1. Clone and install

git clone https://github.com/grimmy-dev/DevPulse
cd devpulse
bun install

2. Set up environment

cp .example.env .env.local

Fill in .env.local:

DATABASE_URL=your_neon_connection_string

3. Run migrations

npx drizzle-kit push

4. Start dev server

bun dev

Open http://localhost:3000


How monitoring works

DevPulse uses a session-based scheduler instead of an always-on cron.

  1. Pick a duration (15 min, 30 min, 1 hr, 2 hr) and hit Start monitoring
  2. DevPulse immediately pings all active endpoints in the project
  3. Each endpoint is re-pinged according to its own intervalMinutes using setTimeout chains
  4. When the session expires (or you hit Stop) — all timers clear, no more pings
  5. Session state is persisted in Postgres — survives page reloads

This means zero resource usage when you're not actively monitoring. Intentional for free-tier hosting.

Health states

State Condition
Healthy 🟢 Status < 500 and latency < degraded threshold
Degraded 🟡 Status < 500 but latency > degraded threshold
Down 🔴 Status >= 500 or timeout / network failure

Incident lifecycle

  • Opens on first failed ping (down or degraded)
  • Suppresses repeat alerts while incident is open
  • Resolves when endpoint returns healthy
  • Recovery is logged to alert_logs

API routes

All routes are mounted under /api via Elysia.

GET    /api/health
GET    /api/projects
POST   /api/projects
GET    /api/projects/slug/:slug
DELETE /api/projects/:id

GET    /api/endpoints?projectId=
POST   /api/endpoints
GET    /api/endpoints/summary?projectId=
GET    /api/endpoints/:id/detail
PATCH  /api/endpoints/:id
DELETE /api/endpoints/:id

GET    /api/pings?endpointId=&limit=

GET    /api/sessions/:projectId
POST   /api/sessions
PATCH  /api/sessions/:projectId/stop

GET    /api/alerts?projectId=

Public status page

Every project gets a public status page at:

/status/[project-slug]

No login required.
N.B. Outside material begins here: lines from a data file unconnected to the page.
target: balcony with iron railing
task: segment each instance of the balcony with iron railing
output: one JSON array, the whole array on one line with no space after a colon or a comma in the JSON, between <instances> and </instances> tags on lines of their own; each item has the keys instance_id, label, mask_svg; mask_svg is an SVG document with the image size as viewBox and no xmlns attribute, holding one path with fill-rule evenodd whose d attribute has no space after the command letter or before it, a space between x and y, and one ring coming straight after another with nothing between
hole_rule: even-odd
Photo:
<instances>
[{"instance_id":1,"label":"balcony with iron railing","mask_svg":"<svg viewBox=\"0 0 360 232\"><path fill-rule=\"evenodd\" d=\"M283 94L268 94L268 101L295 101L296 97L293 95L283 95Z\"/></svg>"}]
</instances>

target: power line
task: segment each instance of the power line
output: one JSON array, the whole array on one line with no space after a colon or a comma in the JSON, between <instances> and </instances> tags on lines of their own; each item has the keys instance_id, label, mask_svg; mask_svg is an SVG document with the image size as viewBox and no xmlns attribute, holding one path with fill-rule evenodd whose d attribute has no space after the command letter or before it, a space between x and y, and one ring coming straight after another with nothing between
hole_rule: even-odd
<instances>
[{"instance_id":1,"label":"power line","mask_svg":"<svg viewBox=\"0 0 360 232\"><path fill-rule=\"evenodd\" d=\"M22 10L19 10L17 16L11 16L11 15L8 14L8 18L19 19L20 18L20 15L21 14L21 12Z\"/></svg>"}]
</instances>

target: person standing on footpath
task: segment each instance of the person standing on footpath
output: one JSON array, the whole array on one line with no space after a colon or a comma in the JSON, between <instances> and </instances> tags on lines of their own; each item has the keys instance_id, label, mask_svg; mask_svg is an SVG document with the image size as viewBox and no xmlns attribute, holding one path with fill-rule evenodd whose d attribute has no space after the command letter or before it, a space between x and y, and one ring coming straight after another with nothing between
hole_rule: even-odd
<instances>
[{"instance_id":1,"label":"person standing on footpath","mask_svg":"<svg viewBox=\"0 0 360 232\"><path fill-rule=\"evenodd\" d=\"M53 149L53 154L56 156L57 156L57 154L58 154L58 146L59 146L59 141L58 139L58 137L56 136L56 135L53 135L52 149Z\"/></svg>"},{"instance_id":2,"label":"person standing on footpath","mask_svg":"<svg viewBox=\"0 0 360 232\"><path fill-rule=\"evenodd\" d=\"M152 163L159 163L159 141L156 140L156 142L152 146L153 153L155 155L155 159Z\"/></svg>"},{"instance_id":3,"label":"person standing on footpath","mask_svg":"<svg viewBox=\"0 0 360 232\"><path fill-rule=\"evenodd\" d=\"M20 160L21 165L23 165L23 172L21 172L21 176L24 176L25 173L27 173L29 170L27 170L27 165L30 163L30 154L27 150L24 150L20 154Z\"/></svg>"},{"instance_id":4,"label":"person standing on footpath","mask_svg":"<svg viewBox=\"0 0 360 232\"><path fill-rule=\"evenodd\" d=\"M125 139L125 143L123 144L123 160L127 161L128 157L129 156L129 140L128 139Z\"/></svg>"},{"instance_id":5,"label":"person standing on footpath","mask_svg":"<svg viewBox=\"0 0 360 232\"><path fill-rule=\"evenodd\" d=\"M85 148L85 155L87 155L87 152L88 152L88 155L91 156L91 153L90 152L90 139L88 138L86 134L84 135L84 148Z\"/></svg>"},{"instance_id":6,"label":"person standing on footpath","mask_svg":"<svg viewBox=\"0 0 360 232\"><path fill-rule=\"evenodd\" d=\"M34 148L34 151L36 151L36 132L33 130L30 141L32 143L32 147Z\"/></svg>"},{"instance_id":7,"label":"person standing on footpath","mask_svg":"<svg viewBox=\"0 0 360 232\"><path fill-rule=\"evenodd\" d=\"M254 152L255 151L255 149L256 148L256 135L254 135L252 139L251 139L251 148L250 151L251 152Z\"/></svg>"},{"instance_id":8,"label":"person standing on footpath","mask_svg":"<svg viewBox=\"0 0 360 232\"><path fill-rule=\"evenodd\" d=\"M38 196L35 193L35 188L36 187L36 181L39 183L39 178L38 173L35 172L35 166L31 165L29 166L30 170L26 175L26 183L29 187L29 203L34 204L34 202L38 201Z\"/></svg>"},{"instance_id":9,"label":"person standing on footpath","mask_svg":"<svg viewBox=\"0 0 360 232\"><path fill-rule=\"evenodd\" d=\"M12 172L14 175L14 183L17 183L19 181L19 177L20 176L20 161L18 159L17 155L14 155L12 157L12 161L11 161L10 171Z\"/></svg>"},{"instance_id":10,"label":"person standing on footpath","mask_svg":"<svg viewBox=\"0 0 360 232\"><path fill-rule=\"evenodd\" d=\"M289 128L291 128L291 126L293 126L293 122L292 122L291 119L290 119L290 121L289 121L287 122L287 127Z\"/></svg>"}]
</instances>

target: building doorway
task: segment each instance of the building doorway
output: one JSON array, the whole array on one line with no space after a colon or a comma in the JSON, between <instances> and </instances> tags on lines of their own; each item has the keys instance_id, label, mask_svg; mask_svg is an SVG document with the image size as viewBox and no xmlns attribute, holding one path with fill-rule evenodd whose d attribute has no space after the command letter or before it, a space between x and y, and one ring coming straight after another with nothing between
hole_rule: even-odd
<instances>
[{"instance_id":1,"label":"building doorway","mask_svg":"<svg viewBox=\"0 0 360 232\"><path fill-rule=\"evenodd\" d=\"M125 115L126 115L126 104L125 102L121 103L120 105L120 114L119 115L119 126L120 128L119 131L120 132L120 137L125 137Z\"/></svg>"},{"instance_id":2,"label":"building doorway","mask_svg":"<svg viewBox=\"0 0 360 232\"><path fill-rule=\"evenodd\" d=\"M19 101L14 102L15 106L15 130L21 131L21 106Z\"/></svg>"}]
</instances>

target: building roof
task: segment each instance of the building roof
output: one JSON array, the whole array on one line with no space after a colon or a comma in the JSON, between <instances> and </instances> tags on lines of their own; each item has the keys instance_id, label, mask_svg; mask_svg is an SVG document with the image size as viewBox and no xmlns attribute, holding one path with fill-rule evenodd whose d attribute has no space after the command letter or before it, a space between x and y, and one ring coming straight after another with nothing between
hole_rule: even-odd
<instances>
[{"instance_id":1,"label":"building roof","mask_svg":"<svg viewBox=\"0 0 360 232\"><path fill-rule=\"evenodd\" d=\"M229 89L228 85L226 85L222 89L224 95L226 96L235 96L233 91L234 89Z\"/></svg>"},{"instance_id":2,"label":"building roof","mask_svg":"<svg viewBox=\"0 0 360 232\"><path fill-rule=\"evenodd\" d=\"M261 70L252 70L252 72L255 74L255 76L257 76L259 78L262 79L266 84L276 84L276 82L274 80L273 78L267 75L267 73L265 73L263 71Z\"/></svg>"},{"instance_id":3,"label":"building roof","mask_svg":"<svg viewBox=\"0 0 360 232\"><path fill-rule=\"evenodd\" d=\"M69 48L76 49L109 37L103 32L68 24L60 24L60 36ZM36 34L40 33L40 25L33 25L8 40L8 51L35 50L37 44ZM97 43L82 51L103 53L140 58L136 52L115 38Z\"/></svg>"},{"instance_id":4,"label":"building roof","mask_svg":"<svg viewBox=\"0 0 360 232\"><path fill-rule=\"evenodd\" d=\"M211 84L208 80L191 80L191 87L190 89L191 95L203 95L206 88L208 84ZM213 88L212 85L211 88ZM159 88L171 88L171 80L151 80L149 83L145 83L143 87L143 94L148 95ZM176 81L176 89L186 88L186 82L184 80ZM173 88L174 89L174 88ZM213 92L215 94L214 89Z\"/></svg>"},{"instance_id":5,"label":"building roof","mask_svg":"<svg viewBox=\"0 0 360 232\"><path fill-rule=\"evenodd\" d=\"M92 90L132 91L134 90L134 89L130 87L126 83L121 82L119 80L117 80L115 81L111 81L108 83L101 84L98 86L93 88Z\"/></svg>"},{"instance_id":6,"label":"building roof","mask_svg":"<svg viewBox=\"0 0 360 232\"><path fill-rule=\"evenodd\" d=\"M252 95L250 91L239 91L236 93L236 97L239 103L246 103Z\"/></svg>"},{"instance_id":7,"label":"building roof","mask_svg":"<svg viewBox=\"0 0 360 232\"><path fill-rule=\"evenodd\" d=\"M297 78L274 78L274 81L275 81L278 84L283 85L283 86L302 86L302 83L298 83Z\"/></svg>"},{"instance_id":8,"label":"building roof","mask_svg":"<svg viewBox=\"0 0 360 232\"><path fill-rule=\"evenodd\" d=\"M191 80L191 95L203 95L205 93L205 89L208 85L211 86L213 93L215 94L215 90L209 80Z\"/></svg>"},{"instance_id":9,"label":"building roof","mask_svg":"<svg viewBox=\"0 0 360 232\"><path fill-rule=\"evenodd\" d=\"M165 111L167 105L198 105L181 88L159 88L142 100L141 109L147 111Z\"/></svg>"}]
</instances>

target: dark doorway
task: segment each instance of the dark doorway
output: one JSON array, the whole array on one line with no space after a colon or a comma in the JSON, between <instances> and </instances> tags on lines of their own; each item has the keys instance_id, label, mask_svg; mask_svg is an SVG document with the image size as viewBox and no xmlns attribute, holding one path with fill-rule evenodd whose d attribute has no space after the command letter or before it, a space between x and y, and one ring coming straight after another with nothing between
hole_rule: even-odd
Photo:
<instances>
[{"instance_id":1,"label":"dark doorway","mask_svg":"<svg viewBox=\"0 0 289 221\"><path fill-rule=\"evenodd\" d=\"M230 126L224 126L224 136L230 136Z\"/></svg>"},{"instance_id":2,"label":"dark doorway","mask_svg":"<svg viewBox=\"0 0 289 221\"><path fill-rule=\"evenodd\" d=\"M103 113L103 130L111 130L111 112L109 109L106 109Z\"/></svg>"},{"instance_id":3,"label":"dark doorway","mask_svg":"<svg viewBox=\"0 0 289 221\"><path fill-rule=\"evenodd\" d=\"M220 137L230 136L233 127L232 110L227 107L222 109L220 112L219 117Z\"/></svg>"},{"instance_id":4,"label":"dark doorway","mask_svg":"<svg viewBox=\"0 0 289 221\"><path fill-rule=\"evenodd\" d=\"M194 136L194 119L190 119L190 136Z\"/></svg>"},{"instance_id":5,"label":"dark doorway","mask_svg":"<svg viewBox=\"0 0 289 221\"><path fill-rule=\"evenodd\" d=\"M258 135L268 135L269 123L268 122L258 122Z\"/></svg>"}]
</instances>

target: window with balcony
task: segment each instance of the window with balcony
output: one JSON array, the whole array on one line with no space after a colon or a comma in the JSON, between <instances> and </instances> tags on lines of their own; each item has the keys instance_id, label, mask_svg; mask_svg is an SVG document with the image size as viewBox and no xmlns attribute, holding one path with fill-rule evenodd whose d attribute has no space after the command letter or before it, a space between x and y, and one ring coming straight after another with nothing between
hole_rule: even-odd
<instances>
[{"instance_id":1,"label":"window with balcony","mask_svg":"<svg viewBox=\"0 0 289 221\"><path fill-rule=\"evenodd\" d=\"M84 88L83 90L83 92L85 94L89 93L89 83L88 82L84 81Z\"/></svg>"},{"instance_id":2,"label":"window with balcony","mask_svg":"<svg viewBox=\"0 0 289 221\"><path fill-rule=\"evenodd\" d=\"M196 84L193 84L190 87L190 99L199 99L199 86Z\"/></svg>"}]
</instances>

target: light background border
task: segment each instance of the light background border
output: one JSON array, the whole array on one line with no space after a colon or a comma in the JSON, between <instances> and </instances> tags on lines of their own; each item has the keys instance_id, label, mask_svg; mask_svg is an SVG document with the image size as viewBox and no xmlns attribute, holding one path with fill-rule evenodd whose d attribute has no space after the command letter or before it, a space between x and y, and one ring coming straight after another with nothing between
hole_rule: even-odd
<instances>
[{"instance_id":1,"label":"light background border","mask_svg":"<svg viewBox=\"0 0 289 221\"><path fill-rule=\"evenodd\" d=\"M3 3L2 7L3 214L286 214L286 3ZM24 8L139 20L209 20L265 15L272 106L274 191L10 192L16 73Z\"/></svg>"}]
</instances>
Shows all endpoints, health state, last 10 ping sparklines, uptime over 30 days, and incident history. Safe to share with users or teammates.


Screenshots

Landing

Landing

Features

Features

Dashboard

Dashboard

Endpoint detail

Endpoint detail


What's next

  • Email alerts via Resend (stubs already in place)
  • Auth for multi-user support
  • Latency charts over time
  • Webhook alerts (Slack, Discord)
  • Response body assertions
  • SSL certificate expiry monitoring

About

A personal API health dashboard. Point it at your side-project endpoints and it pings them on a schedule, tracks latency and health, and gives you a shareable public status page when something breaks.